Ripperologist, n. Jack the Ripper enthusiasts give themselves a name.

rope-a-dope, n. This is the name given to the strategy Muhammad Ali used against George Foreman in the 1974 “Rumble in the Jungle,” in which Ali assumed a protective stance, using the ropes surrounding the ring as a support, allowing Foreman to tire himself out by striking Ali with ineffective blows.

set-top, adj. Usually found in the phrase set-top box, which refers to a standalone decoder that allows analog television to display a digital signal, the adjective can be applied to any number of television accessories.

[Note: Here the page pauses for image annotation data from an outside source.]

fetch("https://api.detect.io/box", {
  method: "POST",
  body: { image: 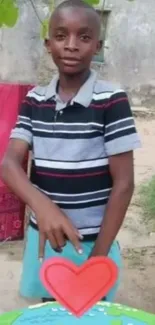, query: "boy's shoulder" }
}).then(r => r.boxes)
[94,79,124,95]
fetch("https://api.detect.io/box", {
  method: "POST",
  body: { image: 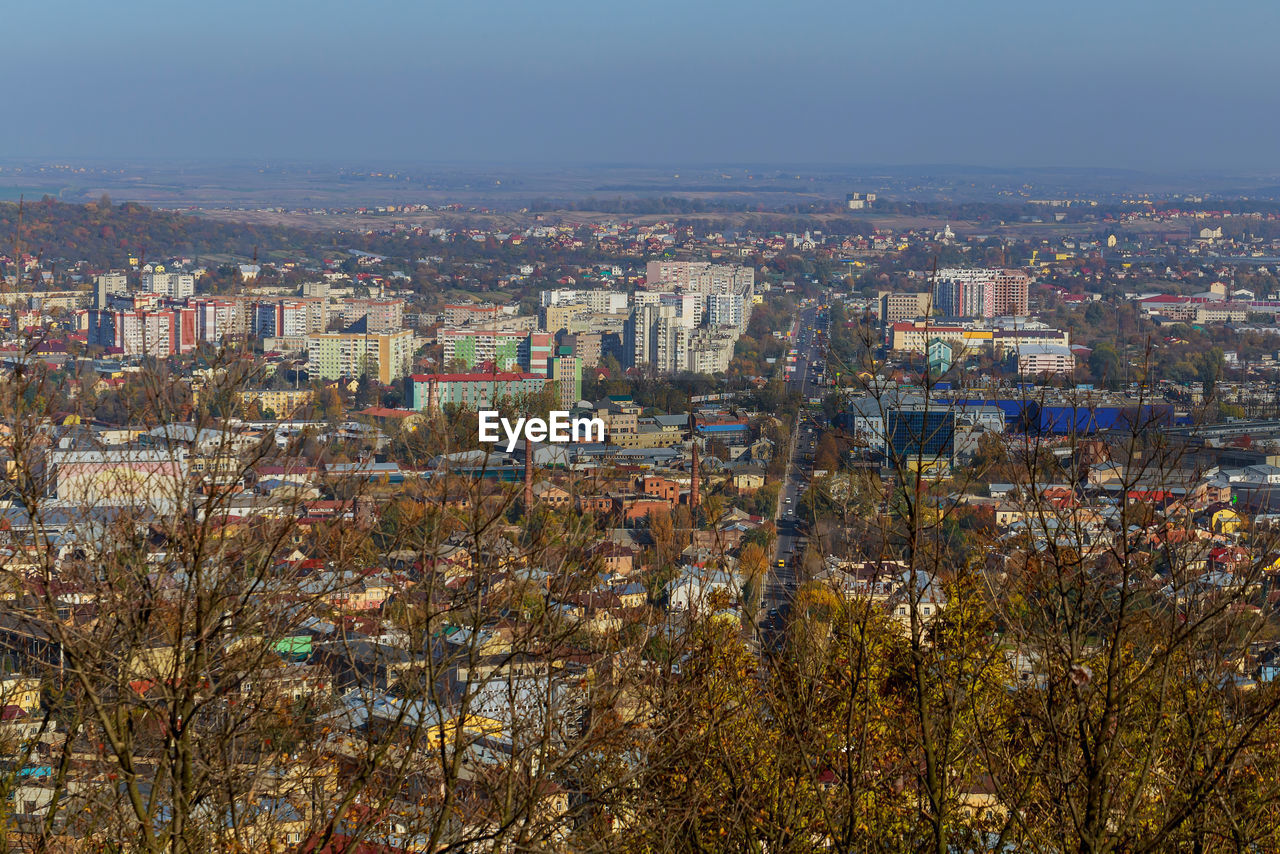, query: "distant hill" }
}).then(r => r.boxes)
[0,197,333,268]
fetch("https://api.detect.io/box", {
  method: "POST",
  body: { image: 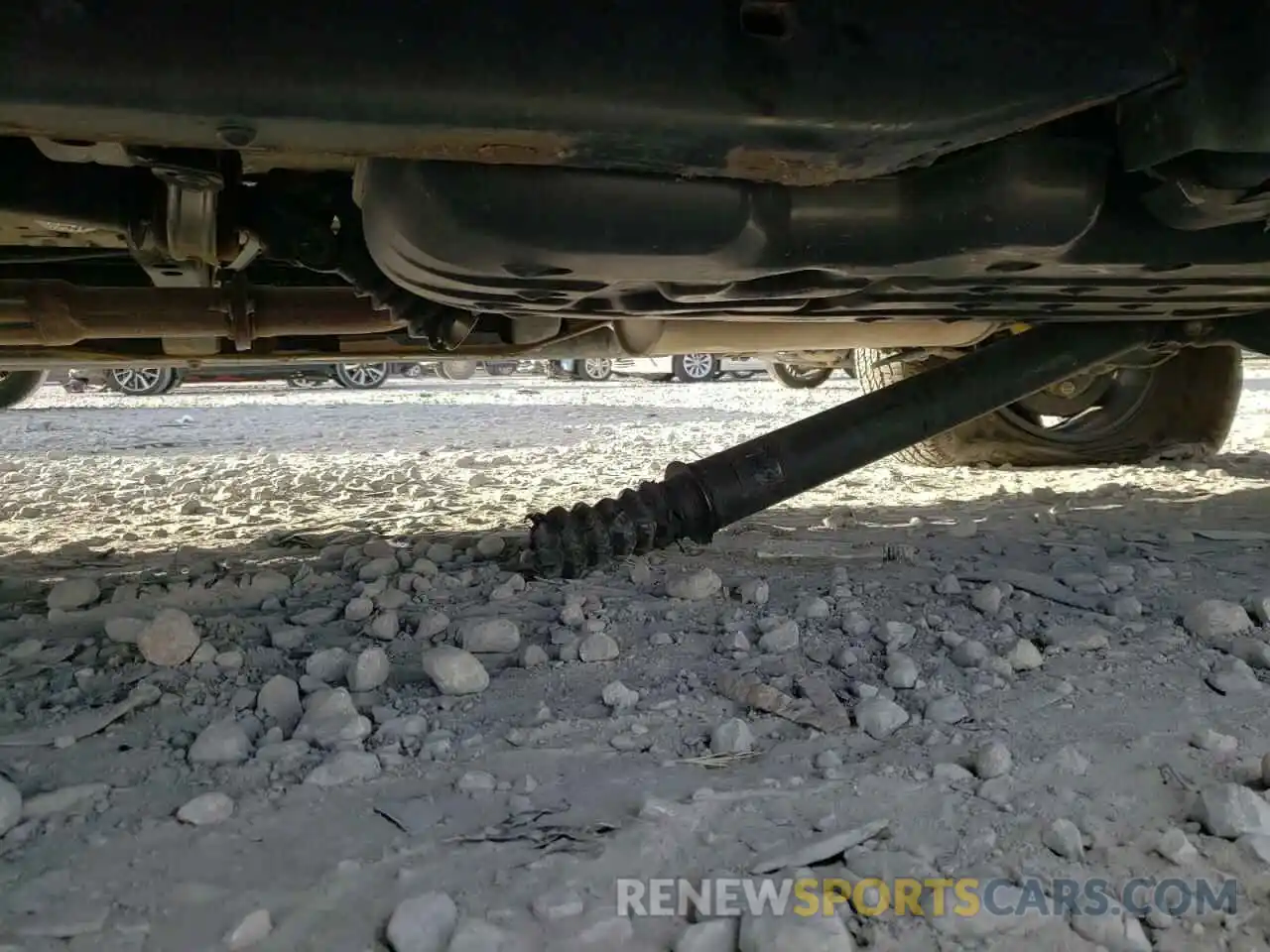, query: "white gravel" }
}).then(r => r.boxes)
[0,364,1270,952]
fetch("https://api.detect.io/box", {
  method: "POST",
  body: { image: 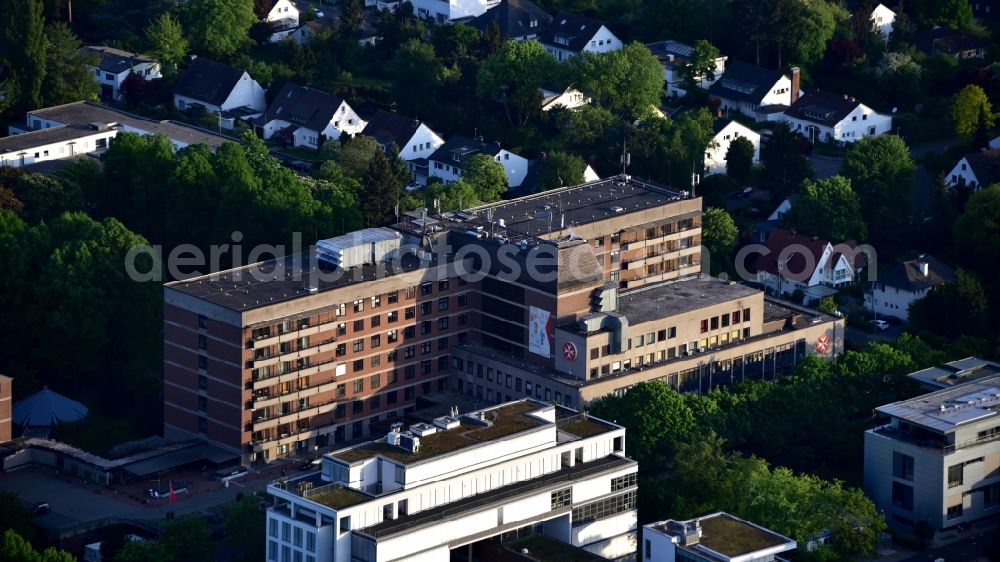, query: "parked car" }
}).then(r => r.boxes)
[31,502,52,515]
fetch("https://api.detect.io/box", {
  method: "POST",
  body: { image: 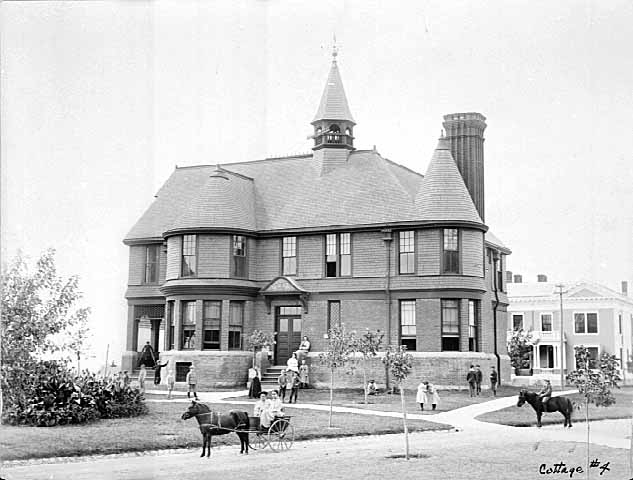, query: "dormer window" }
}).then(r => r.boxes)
[232,235,247,278]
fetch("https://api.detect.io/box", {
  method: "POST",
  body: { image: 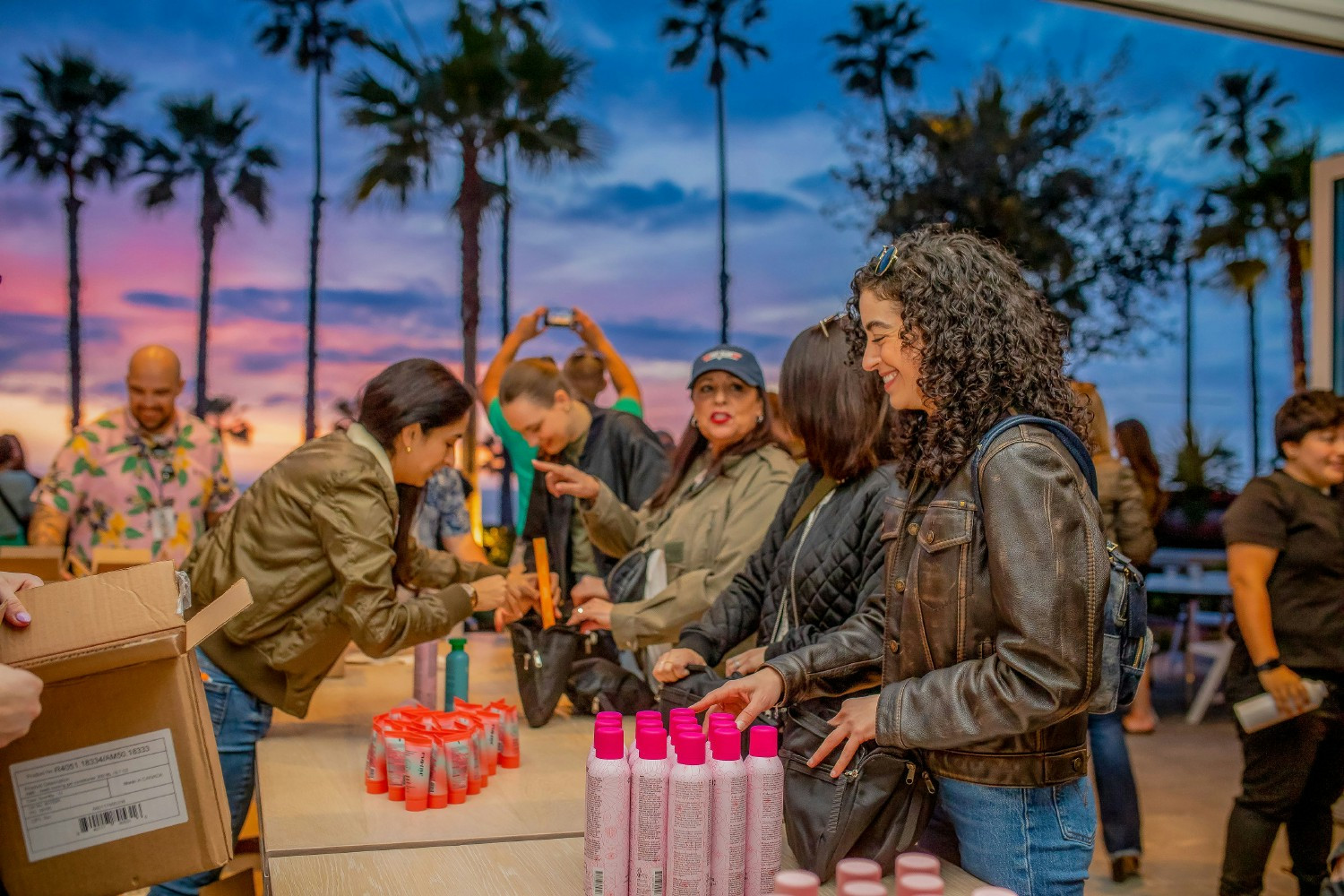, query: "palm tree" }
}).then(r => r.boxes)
[139,94,279,417]
[255,0,367,439]
[491,0,550,343]
[1198,70,1317,391]
[341,0,590,484]
[661,0,771,342]
[0,49,140,430]
[1195,204,1269,476]
[827,0,935,197]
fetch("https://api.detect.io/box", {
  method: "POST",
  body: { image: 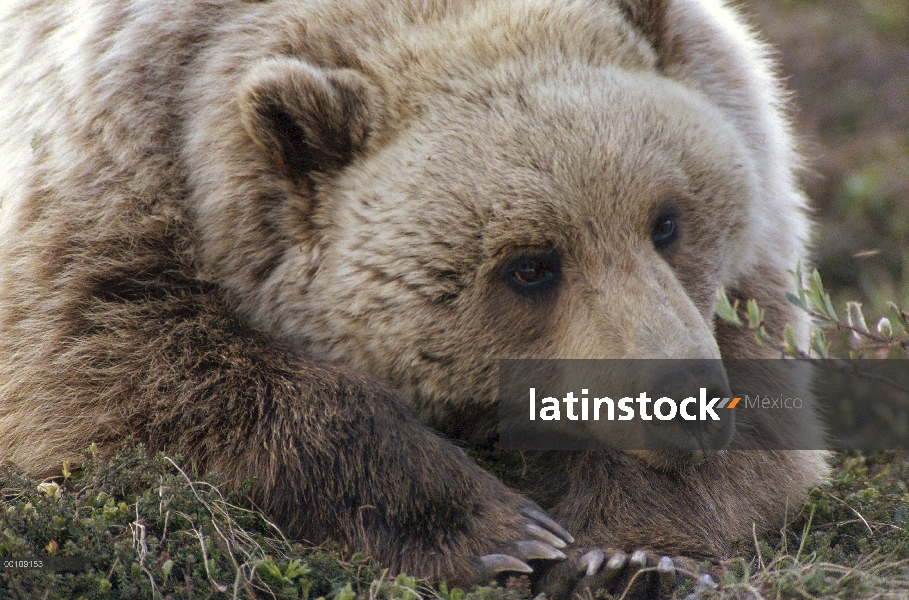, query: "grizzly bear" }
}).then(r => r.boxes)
[0,0,826,595]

underperform, v. A business jargon term referring to investments and companies that don’t do as well as expected.

Vuitton, n. Designer Louis Vuitton began making luggage and other products back in the nineteenth century, but it isn’t until the 1970s that the name makes its mark. The name Louis Vuitton was trademarked in the United States in 1976.

wetware, n. Computer scientist begin to speculate on how to use chemicals to perform arithmetic operations and jocularly extend the word wetware to refer to the human brain.

womyn, n. Feminists create this alternative spelling of women, excising the men.

These words are taken from the Oxford English Dictionary, based on that dictionary’s earliest citation for that word. Of course, that does not necessarily mean the word was coined in the given year; it only means that is the earliest date the big dictionary has for the word. In many cases, these words can and have been antedated. My selection is not scientific or systematic; it is based on what I think is interesting; sometimes they are words that appear earlier or later than I would have thought; others have a particular historical affiliation for that year or represent some historical trend; and others are just odd words. I’m avoiding back-formations and variations on existing words. Again, be warned that the coining of a word does not necessarily coincide with the invention of a concept. Often, there will be older words that express the same sense.